A jury found Mr. Johnson not guilty of murder in the second degree in case number 17-CF-1306. However, after receiving testimony during a three-day trial and violation of probation hearing, the trial court found that Mr. Johnson violated his probation in case number 16-CF-3930 by committing a homicide. Upon appeal, we per curiam affirmed the convictions and sentences. The mandate issued on October 22, 2019. Johnson v. State, 280 So. 3d 30 (Fla. 2d DCA 2019) (table decision).
[1] Mr. Johnson had two years from the issuance of the mandate to file a rule 3.850 motion for postconviction relief. See Fla. R. Crim. P. 3.850(b); Beaty v. State, 701 So. 2d 856, 857 (Fla. 1997) (holding that the two-year period for filing a motion for postconviction relief begins to run upon issuance of the direct-appeal mandate). Mr. Johnson filed two motions for extension of time to file a rule 3.850 motion, and the court granted them. Therefore, the deadline to file a rule 3.850 motion was June 8, 2022. On June 6, 2022, Mr. Johnson filed his motion for postconviction relief pursuant to rule 3.850. He also filed an amended motion on June 29, 2022, which appears identical to the first motion. The postconviction court dismissed the motions as untimely, despite the first motion being timely filed.

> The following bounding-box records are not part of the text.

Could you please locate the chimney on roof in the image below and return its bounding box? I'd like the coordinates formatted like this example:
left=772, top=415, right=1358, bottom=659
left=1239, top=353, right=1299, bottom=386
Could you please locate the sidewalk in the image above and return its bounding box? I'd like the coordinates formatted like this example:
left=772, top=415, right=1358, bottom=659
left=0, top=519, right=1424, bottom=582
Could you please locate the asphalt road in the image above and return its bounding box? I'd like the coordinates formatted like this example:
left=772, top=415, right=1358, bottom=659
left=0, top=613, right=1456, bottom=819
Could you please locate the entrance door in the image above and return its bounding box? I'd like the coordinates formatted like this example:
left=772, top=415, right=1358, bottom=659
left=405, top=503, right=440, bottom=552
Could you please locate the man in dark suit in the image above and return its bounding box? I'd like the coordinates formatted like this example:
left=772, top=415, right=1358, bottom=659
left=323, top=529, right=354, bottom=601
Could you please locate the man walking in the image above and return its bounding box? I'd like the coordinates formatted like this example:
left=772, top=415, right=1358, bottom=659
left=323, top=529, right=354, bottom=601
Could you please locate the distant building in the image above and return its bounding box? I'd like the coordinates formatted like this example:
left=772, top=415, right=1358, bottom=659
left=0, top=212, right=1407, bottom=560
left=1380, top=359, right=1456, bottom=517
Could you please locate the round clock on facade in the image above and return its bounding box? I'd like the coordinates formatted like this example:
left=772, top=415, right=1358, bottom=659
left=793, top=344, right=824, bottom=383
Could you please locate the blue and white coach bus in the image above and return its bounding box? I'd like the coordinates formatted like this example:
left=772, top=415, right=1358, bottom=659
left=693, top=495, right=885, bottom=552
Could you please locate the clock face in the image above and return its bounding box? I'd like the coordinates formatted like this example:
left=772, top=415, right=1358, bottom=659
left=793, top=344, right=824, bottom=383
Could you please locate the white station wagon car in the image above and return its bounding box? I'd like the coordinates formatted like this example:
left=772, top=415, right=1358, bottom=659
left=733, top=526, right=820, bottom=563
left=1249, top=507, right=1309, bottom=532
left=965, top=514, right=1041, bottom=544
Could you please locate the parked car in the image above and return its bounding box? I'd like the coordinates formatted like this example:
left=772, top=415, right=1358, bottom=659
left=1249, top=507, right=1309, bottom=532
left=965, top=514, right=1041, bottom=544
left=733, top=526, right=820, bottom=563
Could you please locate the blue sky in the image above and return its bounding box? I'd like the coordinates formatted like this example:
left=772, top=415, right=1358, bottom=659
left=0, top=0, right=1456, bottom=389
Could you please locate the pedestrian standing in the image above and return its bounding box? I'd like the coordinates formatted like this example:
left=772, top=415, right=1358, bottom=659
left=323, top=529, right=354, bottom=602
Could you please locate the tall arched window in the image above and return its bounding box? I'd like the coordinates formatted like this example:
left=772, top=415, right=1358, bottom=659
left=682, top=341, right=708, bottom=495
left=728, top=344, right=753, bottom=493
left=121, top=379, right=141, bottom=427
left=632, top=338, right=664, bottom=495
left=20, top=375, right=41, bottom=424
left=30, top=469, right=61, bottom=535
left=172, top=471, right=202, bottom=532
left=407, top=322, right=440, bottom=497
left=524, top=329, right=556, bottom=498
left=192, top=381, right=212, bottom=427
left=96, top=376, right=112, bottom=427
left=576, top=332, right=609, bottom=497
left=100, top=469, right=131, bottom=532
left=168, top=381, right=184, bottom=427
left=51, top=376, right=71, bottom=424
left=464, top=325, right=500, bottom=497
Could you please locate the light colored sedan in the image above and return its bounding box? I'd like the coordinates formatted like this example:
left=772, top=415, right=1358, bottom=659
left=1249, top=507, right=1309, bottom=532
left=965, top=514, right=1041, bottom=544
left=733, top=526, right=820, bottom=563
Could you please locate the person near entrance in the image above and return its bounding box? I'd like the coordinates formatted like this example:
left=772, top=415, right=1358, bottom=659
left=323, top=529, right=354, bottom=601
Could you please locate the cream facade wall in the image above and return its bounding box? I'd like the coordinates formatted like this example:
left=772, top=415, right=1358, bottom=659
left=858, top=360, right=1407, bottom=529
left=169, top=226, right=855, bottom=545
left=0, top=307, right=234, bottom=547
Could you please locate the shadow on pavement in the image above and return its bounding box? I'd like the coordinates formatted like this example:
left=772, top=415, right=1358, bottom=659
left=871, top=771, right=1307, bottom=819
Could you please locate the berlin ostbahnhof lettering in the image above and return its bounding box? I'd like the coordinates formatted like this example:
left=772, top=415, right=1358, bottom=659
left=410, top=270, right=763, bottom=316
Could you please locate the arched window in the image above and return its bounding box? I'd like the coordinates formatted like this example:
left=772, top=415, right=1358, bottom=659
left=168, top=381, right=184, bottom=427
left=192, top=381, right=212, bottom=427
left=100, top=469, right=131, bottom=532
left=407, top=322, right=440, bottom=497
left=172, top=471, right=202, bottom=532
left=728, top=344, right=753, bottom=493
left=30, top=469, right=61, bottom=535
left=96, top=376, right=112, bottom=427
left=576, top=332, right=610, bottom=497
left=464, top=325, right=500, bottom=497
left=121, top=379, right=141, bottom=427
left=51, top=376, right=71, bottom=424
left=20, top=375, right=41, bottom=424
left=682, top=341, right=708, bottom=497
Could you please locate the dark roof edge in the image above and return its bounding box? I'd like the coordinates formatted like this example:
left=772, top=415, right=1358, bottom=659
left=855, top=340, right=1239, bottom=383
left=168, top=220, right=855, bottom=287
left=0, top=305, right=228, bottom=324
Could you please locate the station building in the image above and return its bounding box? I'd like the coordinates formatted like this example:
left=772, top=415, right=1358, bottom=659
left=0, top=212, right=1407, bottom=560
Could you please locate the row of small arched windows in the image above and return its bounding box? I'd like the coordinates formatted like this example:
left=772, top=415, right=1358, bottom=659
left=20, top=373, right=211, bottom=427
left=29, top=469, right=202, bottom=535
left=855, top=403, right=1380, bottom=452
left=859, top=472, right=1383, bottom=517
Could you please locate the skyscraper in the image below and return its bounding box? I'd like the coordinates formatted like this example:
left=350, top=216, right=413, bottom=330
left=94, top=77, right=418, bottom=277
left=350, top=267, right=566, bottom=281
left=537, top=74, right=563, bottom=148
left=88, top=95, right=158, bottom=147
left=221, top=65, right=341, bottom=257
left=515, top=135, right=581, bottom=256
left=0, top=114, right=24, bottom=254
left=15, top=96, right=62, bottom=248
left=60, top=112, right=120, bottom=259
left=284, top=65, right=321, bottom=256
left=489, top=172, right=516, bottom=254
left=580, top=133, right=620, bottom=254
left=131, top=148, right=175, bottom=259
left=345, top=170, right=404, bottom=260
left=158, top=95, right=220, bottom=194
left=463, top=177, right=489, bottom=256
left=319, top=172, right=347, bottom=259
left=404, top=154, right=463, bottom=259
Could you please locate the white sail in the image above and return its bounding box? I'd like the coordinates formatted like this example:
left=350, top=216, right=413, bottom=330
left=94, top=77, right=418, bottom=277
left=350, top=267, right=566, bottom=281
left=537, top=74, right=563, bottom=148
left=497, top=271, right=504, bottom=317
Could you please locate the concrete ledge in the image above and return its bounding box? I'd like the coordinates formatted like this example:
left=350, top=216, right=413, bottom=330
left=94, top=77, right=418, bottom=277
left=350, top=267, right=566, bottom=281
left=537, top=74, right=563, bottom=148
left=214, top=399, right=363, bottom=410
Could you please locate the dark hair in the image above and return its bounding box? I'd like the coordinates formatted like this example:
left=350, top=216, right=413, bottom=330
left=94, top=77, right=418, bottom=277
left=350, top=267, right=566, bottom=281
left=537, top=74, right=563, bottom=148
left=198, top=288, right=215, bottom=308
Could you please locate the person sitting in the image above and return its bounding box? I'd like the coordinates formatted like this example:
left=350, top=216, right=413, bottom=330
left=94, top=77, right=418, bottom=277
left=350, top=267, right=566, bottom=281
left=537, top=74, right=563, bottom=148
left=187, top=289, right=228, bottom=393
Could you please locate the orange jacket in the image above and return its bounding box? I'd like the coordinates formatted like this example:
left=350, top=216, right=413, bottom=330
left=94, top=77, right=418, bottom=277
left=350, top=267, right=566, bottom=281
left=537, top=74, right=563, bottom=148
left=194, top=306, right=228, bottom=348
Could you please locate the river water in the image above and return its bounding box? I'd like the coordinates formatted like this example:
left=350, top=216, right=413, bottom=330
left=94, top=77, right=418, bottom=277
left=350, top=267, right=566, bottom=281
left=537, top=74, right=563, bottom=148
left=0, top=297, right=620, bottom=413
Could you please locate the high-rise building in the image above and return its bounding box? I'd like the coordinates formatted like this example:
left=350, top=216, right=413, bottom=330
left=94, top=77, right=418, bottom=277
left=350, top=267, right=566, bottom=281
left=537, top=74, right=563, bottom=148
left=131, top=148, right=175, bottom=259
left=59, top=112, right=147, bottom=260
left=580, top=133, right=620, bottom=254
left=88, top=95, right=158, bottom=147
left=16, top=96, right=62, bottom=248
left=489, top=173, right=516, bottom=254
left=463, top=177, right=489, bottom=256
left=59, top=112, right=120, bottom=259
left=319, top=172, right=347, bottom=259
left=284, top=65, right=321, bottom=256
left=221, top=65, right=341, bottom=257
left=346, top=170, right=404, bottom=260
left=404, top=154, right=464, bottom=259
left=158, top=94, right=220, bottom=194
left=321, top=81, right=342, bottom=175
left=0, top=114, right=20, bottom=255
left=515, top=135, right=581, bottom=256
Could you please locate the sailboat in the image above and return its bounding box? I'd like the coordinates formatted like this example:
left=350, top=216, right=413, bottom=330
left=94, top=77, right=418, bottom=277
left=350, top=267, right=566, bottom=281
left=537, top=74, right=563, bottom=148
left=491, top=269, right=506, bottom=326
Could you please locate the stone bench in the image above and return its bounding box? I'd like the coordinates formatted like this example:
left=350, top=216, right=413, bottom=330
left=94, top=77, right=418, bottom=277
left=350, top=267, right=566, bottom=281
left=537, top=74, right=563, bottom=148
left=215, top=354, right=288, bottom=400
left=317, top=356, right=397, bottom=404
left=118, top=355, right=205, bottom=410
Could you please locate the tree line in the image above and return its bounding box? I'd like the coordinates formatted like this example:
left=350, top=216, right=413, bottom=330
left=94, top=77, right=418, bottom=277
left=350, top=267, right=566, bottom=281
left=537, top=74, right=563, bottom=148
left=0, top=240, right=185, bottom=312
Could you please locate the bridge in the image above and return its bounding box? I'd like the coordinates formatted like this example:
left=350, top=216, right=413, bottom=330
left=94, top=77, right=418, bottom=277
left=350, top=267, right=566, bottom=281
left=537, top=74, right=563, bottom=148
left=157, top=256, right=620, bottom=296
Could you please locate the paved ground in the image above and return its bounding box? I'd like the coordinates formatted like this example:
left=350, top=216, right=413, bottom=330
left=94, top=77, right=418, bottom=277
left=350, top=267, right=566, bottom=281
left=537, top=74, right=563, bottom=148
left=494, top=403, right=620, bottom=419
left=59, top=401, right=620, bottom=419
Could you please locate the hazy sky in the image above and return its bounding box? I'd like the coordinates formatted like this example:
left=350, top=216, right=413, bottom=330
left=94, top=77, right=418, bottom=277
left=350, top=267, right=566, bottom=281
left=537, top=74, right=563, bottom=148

A pro se postconviction motion from an incarcerated movant is deemed to be filed when the inmate places it in the hands of prison officials for mailing. See Haag v State, 591 So. 2d 614, 617 (Fla. 1992).
[2] In his motions, Mr. Johnson alleged that counsel was ineffective for failing to "offer a proof challenge" or a timely objection to the sufficiency of the evidence adduced at the violation of probation hearing and for not objecting to the court considering evidence that had been presented at his trial. He also alleged that the trial court failed to inform him that it would be considering trial testimony as evidence in the revocation hearing.
First, the attachments to the postconviction court’s order reflect that the evidence presented at trial and a prior stand-your-ground immunity hearing was sufficient to sustain the trial court’s determination that Mr. Johnson violated his probation. See Gonzales v. State, 780 So. 2d 266, 267 (Fla. 4th DCA 2001) ("The fact that appellant was acquitted of aggravated battery by a jury does not mean that his probation could not be revoked based on the same facts.").
[3, 4] Next, the attachments to the postconviction court’s order reflect that counsel was aware that the trial and violation of probation hearing would be held simultaneously and consented to this procedure. "In the absence of stipulation or consent, the trial of the criminal case should not be construed as a probation revocation hearing but can be treated as such upon stipulation or consent made before or after the trial." State v. Spratling, 336 So. 2d 361, 364 (Fla. 1976).
[5] Finally, with regard to Mr. Johnson’s claim that the trial court considered inappropriate evidence at the VOP hearing, the postconviction court properly pointed out in its order that claims of trial court error are not cognizable in a rule 3.850 motion. See Arteaga v. State, 246 So. 3d 533, 536 (Fla. 2d DCA 2018).
Affirmed.
SLEET, C.J., and KELLY and SMITH, JJ., Concur.